Dass eine Stadt nicht völlig ohne Autos auskommt, ist der Verwaltung klar. Werden motorisierte Fahrzeuge aus neuen Superblocks verbannt, sind zunächst umso mehr auf den restlichen Straßen unterwegs – das Problem wird verlagert. Deshalb funktioniert das Programm nur im Zusammenspiel mit einem Mobilitätsplan. Das übergeordnete Ziel lautet, langfristig den Gesamt-Autoverkehr in der Stadt zu reduzieren. Autofahrspuren verschwinden, während Fahrradwege, Busspuren und Gehwege mehr Platz einnehmen. Gut getaktete Bahnlinien sollen die Pendler aus dem Umland von den Hauptstraßen auf die Schiene locken. Im Rahmen seines Modells rechnete Rueda vor: Wenn Barcelona 500 Superblocks implementiert, würden 70 Prozent des öffentlichen Raums vom motorisierten Verkehr befreit. Das bedeutet 21 Prozent weniger Autos rund um die Blocks und eine geringere Autodichte in der gesamten Stadt.

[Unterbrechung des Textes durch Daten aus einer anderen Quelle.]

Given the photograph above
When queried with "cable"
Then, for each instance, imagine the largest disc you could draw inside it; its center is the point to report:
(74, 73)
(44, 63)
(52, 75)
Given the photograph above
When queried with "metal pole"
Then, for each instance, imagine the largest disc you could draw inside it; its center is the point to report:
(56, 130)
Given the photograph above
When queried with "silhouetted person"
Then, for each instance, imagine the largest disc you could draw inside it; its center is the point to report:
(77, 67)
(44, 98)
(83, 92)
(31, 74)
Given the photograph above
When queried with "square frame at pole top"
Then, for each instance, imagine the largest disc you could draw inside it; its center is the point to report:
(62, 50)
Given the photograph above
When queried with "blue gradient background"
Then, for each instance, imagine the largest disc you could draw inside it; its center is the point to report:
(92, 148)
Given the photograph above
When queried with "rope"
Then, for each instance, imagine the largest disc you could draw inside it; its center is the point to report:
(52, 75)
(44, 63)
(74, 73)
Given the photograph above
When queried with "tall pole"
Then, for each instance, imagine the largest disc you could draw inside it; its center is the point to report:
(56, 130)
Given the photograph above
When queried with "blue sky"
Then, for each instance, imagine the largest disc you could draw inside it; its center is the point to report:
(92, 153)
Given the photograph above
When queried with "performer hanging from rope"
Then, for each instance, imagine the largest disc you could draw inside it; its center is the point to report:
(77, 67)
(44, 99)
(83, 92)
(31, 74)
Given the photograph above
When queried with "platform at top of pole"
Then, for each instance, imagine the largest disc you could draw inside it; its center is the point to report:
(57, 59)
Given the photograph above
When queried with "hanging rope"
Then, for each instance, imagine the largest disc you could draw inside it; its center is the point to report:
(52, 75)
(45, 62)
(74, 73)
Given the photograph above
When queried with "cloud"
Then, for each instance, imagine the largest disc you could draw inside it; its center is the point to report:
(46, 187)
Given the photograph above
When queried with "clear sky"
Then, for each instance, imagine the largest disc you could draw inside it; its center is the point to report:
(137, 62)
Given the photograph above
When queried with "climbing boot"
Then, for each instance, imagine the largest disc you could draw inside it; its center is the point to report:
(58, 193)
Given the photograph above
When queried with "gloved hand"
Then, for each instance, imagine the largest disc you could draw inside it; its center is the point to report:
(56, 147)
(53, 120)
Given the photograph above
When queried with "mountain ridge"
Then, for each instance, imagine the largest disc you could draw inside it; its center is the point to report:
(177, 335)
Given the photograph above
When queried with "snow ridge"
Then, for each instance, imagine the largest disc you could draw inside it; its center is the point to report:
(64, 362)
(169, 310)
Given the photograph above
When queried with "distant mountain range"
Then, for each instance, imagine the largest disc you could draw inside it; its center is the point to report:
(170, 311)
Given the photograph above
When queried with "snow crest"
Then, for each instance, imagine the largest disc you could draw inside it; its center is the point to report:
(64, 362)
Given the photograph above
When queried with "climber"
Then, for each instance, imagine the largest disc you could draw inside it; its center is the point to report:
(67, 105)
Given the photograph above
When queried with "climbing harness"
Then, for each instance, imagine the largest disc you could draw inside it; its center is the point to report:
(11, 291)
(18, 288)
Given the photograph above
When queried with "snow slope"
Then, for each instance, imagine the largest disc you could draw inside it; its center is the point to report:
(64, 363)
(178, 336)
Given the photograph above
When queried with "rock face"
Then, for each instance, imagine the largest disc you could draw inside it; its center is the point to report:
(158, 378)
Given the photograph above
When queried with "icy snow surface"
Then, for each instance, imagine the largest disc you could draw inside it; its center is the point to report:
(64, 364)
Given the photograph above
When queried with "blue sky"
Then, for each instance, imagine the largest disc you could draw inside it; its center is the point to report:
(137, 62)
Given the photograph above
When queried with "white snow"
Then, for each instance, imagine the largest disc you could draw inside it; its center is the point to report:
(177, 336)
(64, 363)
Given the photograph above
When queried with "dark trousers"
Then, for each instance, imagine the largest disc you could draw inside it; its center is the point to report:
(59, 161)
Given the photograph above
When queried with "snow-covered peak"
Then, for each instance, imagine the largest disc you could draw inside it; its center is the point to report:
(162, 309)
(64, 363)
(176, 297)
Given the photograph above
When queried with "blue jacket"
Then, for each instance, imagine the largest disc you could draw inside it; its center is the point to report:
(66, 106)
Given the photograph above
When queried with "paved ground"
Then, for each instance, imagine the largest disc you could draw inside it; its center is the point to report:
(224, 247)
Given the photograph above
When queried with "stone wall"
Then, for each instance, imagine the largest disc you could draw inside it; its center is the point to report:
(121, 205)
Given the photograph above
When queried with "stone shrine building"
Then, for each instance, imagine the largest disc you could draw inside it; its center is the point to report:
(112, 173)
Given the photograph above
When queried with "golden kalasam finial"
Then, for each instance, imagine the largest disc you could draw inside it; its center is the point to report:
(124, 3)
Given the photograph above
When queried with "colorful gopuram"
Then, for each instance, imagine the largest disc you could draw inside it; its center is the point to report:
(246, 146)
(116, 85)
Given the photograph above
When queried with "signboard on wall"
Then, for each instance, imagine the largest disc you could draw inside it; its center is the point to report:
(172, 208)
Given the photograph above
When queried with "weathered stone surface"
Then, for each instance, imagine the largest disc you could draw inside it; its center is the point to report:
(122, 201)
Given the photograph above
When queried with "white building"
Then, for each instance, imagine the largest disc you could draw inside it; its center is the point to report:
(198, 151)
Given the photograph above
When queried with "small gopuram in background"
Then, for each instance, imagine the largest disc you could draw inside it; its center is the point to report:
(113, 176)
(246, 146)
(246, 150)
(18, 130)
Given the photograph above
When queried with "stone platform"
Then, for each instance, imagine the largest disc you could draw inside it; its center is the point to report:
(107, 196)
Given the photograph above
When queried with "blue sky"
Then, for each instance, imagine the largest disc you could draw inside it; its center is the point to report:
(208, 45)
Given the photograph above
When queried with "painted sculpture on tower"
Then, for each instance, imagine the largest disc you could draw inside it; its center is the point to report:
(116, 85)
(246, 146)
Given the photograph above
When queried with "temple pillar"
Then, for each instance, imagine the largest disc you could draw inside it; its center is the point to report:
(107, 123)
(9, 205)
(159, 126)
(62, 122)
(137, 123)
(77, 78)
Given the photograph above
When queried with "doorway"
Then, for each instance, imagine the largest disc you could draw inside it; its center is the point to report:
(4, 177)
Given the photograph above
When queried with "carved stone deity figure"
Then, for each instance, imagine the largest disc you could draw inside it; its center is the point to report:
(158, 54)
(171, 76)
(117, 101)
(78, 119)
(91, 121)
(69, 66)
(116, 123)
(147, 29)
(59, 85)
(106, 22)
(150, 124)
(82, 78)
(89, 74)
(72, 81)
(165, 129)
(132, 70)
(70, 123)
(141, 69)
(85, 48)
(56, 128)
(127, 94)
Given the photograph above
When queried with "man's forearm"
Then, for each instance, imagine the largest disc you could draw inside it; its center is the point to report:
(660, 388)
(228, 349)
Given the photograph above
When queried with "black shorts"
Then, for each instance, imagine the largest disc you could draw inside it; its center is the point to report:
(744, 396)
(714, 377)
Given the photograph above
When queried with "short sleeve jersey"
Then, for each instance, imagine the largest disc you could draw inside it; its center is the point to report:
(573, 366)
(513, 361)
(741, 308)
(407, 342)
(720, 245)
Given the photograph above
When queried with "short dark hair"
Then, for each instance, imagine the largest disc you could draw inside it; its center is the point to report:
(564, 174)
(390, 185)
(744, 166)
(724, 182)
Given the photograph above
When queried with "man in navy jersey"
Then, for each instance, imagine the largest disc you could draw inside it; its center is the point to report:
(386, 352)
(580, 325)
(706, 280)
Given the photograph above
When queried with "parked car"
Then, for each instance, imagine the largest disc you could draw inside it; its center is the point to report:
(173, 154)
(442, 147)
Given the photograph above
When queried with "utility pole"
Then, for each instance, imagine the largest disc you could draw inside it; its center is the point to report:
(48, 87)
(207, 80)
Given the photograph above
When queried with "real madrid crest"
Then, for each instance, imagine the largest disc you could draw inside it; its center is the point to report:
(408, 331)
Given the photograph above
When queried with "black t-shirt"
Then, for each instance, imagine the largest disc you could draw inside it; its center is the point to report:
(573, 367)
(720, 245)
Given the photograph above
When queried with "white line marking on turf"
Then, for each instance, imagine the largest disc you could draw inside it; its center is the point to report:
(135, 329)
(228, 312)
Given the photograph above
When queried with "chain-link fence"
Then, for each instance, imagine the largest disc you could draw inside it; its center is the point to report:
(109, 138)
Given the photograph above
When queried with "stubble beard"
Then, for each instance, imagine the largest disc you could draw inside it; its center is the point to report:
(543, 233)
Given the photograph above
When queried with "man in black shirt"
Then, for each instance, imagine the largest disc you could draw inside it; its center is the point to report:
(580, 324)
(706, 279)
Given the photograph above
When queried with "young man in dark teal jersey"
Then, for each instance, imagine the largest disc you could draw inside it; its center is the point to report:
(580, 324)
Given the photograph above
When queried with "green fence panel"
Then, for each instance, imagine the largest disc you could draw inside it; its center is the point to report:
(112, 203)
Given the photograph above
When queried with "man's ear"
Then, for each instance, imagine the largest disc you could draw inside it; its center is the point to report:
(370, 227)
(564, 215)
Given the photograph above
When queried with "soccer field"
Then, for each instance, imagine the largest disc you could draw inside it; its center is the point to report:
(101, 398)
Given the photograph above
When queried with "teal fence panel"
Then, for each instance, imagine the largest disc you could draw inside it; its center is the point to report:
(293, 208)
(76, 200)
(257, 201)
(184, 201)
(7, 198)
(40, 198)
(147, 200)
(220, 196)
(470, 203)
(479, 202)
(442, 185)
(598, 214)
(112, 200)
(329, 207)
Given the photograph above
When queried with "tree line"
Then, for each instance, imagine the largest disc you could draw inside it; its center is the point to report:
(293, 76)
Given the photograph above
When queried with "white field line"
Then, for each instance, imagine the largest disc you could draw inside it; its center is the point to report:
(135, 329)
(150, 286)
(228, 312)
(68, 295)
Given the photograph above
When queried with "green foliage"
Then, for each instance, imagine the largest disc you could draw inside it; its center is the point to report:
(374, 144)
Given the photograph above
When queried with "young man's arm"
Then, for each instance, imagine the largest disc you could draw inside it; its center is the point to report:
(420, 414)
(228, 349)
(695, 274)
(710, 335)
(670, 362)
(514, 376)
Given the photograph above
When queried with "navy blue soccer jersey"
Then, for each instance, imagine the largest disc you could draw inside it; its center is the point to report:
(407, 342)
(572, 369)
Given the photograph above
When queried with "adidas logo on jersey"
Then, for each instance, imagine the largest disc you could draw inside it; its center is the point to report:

Das Superblock-Modell hat sich so sehr bewährt, dass es inzwischen weltweit kopiert wird. Im Dezember 2021 präsentierte Deutschlands Hauptstadt den ersten sogenannten Kiezblock in Berlin-Mitte – das Konzept ist ähnlich wie das Barcelonas. Währenddessen denkt die Stadtverwaltung der katalanischen Metropole bereits in völlig anderen Maßstäben. Das neue Projekt namens Barcelona-Superblock erstreckt sich über 21 Straßen und sprengt damit die Größen-Dimensionen der Vorläufer-Superblocks um ein Vielfaches. Während bisherige Superblocks in Gebieten entstanden, die ohnehin vergleichsweise verkehrsarm waren, integriert die Stadt nun zentralere Bereiche mit hohem Verkehrsvolumen. Die Arbeiten an dem Großprojekt sollen noch im Jahr 2022 beginnen.  

500 Superblocks
will die Barcelona langfristig schaffen.
Quelle: 324cat

36 Millionen Euro
geplante Investitionen in den Ausbau von Fußgängerwegen und die Begrünung von Straßen im neuen Barcelona-Superblock.